Five to seven people a day have been making flight dreams come true at Tampa Bay Aviation this year, and up to three people can take the Cessna flight at a time.

"Our customers are divided half and half," says Michelle O'Keefe, another pilot in training at Tampa Bay Aviation. "Half of the customers are trying to prepare for commercial licensing for their careers and the other half are recreational people who have been thinking about learning to fly for fun or to improve their commutes."

Before booking a flight school, ask about its safety record and request the N-Number of the plane you'll be taking up. That will help you make sure the aircraft is registered and airworthy. Visit faa.gov/aircraftinquiry.

FINISH THAT NOVEL

Your fan fiction about when Harry Potter stumbled into Mordor has been collecting dust on your Tumblr for ages. There's no time like the present to turn that dream into your first book through the miracle of e-publishing. Who knows? You might be the next E. L. James.

Several sites are designed to help you format and price your book for sale to the masses. CNet says the key to getting your work out there is pricing it cheaply, making it good quality and creating an arresting cover.

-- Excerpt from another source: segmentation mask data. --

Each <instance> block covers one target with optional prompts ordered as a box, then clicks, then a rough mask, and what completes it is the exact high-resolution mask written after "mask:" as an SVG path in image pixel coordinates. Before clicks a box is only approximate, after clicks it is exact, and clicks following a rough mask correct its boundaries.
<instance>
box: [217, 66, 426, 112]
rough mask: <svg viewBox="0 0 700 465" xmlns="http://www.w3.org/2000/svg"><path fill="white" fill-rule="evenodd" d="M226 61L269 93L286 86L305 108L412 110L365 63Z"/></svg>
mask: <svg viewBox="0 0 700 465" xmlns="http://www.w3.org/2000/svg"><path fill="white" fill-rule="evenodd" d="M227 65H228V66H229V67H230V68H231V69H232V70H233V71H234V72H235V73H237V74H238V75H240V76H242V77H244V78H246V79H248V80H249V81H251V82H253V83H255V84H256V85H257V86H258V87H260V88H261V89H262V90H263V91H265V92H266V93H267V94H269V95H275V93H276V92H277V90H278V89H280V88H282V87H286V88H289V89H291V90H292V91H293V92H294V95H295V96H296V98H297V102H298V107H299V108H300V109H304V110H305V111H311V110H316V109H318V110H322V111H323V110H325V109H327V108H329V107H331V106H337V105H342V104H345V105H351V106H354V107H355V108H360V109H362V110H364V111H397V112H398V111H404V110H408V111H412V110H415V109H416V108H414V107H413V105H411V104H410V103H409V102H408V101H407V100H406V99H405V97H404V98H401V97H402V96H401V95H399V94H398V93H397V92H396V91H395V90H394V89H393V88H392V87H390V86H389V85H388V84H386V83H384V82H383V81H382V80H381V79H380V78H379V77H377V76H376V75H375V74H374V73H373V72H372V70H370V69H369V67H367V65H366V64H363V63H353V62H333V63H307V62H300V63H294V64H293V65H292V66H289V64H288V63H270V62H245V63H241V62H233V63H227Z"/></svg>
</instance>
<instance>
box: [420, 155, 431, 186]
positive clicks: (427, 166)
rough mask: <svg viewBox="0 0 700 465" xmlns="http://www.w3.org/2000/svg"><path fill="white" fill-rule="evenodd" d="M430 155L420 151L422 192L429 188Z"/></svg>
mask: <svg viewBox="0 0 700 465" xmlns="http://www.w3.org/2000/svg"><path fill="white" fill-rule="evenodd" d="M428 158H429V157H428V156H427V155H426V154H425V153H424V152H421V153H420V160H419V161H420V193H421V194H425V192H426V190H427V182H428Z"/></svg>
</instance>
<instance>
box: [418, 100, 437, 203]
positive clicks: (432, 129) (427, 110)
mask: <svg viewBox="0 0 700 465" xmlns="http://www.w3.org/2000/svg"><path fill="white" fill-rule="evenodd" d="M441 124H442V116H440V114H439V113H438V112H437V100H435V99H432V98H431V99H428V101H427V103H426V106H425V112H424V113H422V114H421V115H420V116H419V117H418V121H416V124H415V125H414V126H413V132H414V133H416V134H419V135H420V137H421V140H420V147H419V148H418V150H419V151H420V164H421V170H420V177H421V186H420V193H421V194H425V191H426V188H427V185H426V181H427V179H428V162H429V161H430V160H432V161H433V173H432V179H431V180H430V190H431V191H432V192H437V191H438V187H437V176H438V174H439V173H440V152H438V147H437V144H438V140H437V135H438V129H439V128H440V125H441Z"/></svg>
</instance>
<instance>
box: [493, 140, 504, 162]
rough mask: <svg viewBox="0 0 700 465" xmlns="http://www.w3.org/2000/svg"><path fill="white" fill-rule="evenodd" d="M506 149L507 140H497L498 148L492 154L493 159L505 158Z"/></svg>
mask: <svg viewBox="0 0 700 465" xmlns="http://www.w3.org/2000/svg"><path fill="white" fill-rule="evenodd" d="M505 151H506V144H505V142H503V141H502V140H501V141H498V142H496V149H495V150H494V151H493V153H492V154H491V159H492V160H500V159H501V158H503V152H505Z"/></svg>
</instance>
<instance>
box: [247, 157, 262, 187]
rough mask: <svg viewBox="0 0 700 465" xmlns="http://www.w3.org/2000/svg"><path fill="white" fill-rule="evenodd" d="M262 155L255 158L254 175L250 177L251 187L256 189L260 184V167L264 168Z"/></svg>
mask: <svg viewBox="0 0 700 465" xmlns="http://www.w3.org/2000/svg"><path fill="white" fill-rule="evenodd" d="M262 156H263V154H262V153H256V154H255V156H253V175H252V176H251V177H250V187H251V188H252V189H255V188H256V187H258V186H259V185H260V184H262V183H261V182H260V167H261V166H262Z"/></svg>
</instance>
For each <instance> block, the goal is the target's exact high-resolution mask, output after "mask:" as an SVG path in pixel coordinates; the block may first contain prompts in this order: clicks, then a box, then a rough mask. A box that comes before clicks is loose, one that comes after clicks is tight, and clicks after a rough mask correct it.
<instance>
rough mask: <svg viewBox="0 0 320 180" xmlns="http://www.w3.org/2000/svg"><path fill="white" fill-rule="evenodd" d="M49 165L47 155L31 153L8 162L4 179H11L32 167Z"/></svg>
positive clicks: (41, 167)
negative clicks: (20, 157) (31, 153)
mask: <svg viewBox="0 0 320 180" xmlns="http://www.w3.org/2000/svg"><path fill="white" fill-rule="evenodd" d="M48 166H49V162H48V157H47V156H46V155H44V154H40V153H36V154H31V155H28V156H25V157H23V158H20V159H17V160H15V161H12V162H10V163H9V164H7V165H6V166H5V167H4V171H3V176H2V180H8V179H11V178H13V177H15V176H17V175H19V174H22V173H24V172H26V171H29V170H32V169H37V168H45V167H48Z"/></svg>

Distributors such as Amazon have their own software, pricing and royalty rules, but the payoff gives you a global audience for the jewels of your mind.

Read all you can about self publishing platforms such as Lulu and Smashwords before choosing the partner that best fits your dream. Once you've picked your platform, remember that free books spread faster than all others and 99 cents is the price point that's most attractive to people looking to invest in a new writer, CNet says.

GET YOUR ACT TOGETHER

Tampa's Organizing Queen said Leap Day is the perfect excuse to reassess your mess.

"I tell my clients, stay focused," says Betty Arnold, 75, who was an administrative assistant organizing others before starting her own business after retiring.

Arnold's three S's are the key:

Schedule. Map out time on your planner to get organized.

Small. Pick manageable projects, one shelf or one drawer at time.

Specific. Stay focused on the task and don't let anything (children, phone, TV) distract you.

If you're going to do a project on Leap Day, Arnold recommends choosing the room that most troubles you. If they all trouble you, pick the bedroom.

"This is the place that needs to be organized for peace and quiet and rest and intimacy," Arnold says. "I recommend no electronics."

When organizing a room, start by bringing three boxes, Arnold says — a box for donations, a box for trash and a box for things that need to move.

"Touch everything in the room and decide if it's important in your life right now," she says.

Donate things you aren't using, trash things that are damaged and unusable and relocate things that have no business in the space you're organizing.

"If there's a good cup on your dresser, put it in the kitchen with the other cups," Arnold says.

But most importantly, stay in the room you are organizing until the job is done. That means bringing all the materials you need at the start. If it all becomes too much, call in a professional.

"There are more professionals now than there ever were and they have little time for cleaning or organizing," Arnold says. "A professional can help it make sense for you."